Demolition of the Former Crompton & Knowles Factory Complex at 95 Grand St. is Presently Underway, is the Historic Junction Shops Next on the Demo List? (Image from T&G)
Both the federal government and the Commonwealth of Massachusetts award tax credits to property developers who agree to preserve and/or restore designated historic buildings such as the Junction Shops. The National Park Service (NPS) administers the program in partnership with the IRS at the federal level and the Massachusetts Historical Commission (MHC) in partnership with the MA Department of Revenue administer the program in MA. In both cases the tax credit is equal to as much as 20% of the total costs spent on the historic building (anything spent on the building counts - windows, roofs, electrical and heating systems, etc., all count, but things outside of the historic building, such as a new addition or the cost for the parking lot do not count) and the design is subject to MHC and NPS review and approval both before and following completion of construction.

The federal credit is "automatic." In other words, if you satisfy the design requirements, you automatically earn a federal tax credit equal to 20% of your total actual costs spent on the historic building. For the MA credit, in addition to satisfying the design requirements, you must request an allocation of credits in order to earn the credits. For example, let's say you have a project with $10MM in qualifying costs which at 20% means you could potentially get a credit equal to $2,000,000. However, if MHC has only allocated your project $500,000 in credits, that's the maximum amount your project can use. MHC awards $50MM in credits annually, and applications are accepted three times a year.

Once your project has earned the credits, your almost there, the final step is to convert those credits into cash you can use to pay for the project's expenses. In bigger projects where the credits can climb into the millions of dollars, the typical arrangement is for the property developer to partner with a tax credit investor who agrees to "buy" the credits in exchange for cash. Typical buyers include large insurance companies such as UNUM and AEGON, and national banks such as Bank of America and others. Now these investors buy these credits at a discount, say $0.85 for every dollar worth of credits, so a project that generates $2,000,000 in credits will yield $1,700,000 that can ultimately be put towards the cost of the project. Yes, I know it's complicated. But when we are considering a net cash infusion of as much as $1.7MM into a $10MM plus project, it's well worth the hassles.
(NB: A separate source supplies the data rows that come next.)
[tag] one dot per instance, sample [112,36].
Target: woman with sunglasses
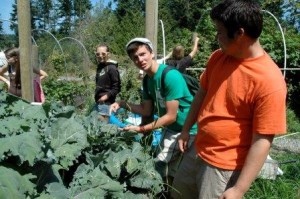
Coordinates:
[108,82]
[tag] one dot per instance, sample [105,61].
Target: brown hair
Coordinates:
[178,52]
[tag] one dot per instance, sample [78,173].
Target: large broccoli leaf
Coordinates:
[14,185]
[67,138]
[26,146]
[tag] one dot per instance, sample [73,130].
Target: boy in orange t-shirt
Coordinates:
[239,108]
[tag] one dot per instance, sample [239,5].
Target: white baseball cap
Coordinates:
[141,40]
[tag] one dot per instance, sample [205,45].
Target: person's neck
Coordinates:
[249,49]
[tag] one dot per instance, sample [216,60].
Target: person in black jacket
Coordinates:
[178,59]
[108,82]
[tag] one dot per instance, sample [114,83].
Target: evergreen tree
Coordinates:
[80,8]
[65,8]
[43,15]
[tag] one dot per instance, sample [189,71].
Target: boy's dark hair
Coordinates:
[133,45]
[235,14]
[103,45]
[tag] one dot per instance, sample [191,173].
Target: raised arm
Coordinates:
[4,69]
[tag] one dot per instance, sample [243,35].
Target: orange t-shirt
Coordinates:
[243,96]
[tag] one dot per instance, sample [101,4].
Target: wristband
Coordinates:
[142,129]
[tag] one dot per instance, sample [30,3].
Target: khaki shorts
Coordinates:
[168,154]
[197,179]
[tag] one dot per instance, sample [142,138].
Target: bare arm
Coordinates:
[40,72]
[145,109]
[256,157]
[191,119]
[3,69]
[166,119]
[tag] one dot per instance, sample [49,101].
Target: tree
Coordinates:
[43,15]
[65,13]
[80,8]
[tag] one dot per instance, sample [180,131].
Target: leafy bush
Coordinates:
[51,152]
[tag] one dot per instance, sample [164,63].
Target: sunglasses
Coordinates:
[98,54]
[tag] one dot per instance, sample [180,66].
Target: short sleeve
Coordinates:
[270,113]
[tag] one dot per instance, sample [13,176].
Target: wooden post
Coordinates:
[24,28]
[152,22]
[35,56]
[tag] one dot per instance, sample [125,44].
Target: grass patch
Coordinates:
[286,186]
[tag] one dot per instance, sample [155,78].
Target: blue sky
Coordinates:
[6,8]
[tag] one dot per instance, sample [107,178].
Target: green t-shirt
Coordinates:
[175,88]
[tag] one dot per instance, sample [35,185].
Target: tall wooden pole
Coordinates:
[152,22]
[24,28]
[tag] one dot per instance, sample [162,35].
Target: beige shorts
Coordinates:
[197,179]
[168,154]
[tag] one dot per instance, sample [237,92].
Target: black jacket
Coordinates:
[107,81]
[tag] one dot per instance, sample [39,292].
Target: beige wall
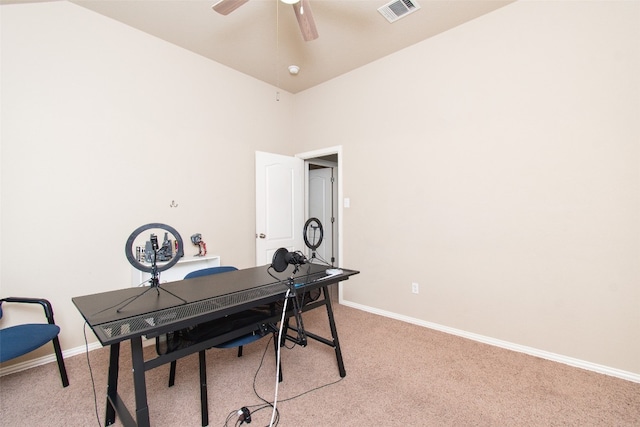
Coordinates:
[102,127]
[497,165]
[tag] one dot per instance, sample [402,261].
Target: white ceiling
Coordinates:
[262,37]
Following the above process, here's the math for the Junction Shops:
  • The building is approximately 200,000 SF in size. Let's say hard costs (i.e., just construction costs) to rehabilitate the building are $150 per square foot plus an additional 20% of that number, $30 per square foot, for soft costs (i.e., lawyers, permits, taxes, insurance and interest during construction, etc) resulting in a total cost of $180 per square foot or $36MM.
  • Of that $36MM, let's say 90% of that number, or $32.4MM, is for costs related to the historic building and not additions, parking lots, etc.
  • Both the MA (for the purposes of this exercise let's assume we get a full 20% allocation from MHC) and federal credit are then calculated at 20% of this number or $6.48MM each or a total of $12.96MM in state and federal tax credits.
  • Finally, we need to convert these credits into equity that we can use to pay project costs. Let's assume our investor, Acme Corporation, fresh off a banner year selling rocket powered jet packs to cartoon coyotes all across the west is facing a large tax liability. They agree to buy our credits for $0.85 per $1.00 of credit, which means they pay less in taxes and we realize about $11MM in equity that we can use to help cover project costs.
Assuming we paid $1MM for the property, that $11MM in equity will pay for 30% of the total development costs for this project, not a bad start in my book! That is, of course, assuming the building is still around to be redeveloped.